Çalışıp çabalamanın sonunda
bu kadar uygunluk ve düzenin birbiri ile uyuşmasının rastlantı olamayacağını,
bunları bir gücün yaptığını anlayış ve akıl erdirme yoluyla ulaşırsan kul oldun
demektir.
MÜRİT
Allah bilgisine ve sırlarına
ait bilgiyi ve görünmeyen âlemi bilmek ve öğrenmek ve de yaşamak isteyen
kişidir.
Tanrı’ya ulaşıncaya kadar bu
yolu bilen ve kılavuzluk yapacak bir şeyhe bağlanır.
Mürit kendisi için Allah’ın
irade ettiğinden başka bir şey istemez ve Allah’ın iradesi karşısında kendi
iradesini hiçe saymakla yola girer, yol alır.

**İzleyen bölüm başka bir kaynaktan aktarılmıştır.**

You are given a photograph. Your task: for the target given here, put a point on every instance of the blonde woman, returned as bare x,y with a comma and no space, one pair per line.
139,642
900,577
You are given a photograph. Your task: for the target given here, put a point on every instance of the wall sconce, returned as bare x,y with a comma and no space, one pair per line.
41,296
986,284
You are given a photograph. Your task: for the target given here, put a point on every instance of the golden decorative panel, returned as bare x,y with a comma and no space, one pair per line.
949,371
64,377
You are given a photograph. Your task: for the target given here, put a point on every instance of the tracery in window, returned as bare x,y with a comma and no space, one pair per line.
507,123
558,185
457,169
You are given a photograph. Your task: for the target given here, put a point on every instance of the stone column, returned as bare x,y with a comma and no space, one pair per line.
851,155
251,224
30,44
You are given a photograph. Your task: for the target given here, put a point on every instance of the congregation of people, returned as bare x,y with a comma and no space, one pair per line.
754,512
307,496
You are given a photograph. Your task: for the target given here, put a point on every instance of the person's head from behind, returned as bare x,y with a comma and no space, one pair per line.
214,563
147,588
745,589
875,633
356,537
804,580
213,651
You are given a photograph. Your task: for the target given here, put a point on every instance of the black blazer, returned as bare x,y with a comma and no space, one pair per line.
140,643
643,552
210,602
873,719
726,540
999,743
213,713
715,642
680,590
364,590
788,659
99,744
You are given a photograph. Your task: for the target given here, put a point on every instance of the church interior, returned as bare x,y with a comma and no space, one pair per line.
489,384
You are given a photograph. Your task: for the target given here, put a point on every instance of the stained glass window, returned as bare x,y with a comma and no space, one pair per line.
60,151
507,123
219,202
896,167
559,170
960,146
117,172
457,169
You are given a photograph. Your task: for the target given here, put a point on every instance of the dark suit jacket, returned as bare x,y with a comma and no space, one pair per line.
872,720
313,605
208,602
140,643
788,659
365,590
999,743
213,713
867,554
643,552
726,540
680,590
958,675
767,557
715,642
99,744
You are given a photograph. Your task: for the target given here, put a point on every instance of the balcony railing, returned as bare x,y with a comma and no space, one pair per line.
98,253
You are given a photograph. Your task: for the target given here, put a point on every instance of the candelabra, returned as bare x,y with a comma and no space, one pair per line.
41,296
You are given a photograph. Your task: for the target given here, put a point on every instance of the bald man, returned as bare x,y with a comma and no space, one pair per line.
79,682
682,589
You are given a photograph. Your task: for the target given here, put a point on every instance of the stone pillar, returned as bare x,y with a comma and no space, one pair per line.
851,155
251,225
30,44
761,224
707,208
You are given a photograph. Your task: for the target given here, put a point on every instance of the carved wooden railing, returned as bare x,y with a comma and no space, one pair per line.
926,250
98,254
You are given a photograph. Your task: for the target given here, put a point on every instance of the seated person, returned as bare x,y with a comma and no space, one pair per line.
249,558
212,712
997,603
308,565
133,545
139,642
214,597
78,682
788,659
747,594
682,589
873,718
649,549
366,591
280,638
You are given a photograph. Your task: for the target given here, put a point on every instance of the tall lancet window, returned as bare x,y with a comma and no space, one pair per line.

Bir tarikata (yol) giren ve
şeyhe bağlanan, ‘derviş’, ‘bende’ denir.
Bir şeyhe katılıp henüz süluk
derecesine varamamış olan kişidir.
Mürit, iradesini şeyh
vasıtasıyla Cenab-ı Hakkın iradesine terk etmiş;
Yani kendi iradesini
bırakmıştır.
Yani ölmeden önce ölmüştür.
Mürit Tanrı’nın yüzünü görmek
ister.
Şeyhi ne emrederse onu yapar.
Başkasına karışmaz.
Tanrı’yı düşünür.
Dini ölçülere göre kendini
tartar.
Öz eleştiri yapar.
Dine uygun hareketler yapar.
Dine uymayan, şüpheli dahi
olsa yapmaz, kaçınır.
*
İRADE
Bir şeyin yapılmasına veya
yapılmamasına da muktedir olan hayat sahibinin bu iki şıktan birine kendi
isteği ile hükmetmesidir.
Ya da düşüncenin ortaya
koyduğu bir amaca doğru gitme hareketidir.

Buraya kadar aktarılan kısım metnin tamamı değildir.